Summary:The new year brought news that a prominent startup had folded and, with the newspapers incessantly warning of a worsening economic climate, I thought it would be good to reflect on some tips that startups sometimes ignore--intentionally or otherwise. There will be a myriad of reasons why startups fail, and attempting to answer all in one blog post is impossible.

The new year brought news that a prominent startup had folded and, with the newspapers incessantly warning of a worsening economic climate, I thought it would be good to reflect on some tips that startups sometimes ignore--intentionally or otherwise.

There will be a myriad of reasons why startups fail, and attempting to answer all in one blog post is impossible. But the idea is to reduce the surprises, and so the focus will be on reducing legal problems. After all, startups are born to fly, not to spend time sitting in court.

Additionally, while the adage to always seek professional advice as early as possible still applies, resources and time may not be luxuries available to a startup.

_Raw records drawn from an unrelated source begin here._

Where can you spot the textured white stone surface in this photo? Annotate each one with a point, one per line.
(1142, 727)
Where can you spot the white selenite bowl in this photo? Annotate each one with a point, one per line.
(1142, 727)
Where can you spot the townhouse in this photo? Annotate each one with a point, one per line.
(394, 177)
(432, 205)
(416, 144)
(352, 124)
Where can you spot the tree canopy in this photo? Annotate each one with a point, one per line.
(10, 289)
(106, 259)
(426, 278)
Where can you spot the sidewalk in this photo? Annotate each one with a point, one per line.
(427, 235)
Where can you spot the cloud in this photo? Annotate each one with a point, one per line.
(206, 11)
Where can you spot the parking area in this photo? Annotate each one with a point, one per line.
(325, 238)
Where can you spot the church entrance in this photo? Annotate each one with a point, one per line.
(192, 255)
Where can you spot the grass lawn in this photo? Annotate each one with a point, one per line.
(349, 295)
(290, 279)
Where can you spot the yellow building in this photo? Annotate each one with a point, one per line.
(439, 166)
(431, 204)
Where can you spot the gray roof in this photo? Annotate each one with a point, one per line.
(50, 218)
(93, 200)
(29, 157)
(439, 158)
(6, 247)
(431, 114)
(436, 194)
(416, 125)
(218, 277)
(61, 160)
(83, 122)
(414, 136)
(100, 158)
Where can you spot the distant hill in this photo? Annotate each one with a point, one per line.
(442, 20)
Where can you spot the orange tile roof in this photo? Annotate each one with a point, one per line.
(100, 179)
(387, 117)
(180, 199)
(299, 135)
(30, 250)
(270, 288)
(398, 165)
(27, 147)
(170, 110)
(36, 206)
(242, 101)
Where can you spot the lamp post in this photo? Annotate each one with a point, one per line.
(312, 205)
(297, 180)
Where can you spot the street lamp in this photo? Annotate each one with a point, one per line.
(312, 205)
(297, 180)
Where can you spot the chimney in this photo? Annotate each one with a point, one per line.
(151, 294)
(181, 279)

As such, do read your contracts carefully--a guarantee and indemnity are serious obligations while a license should not be confused with an assignment. Confidentiality clauses and warranties should also be noted. Some people think that a MOU (memorandum of understanding) is not binding, but there are some that may be binding depending on the wording used. A large portion of problems may be cut down by understanding the true nature of contracts before signing.

If possible, consider putting in mediation or arbitration clauses in contracts. While it is not possible to prevent litigation, these clauses try to bring any disputes to quick and confidential resolution instead of getting dragged out in court.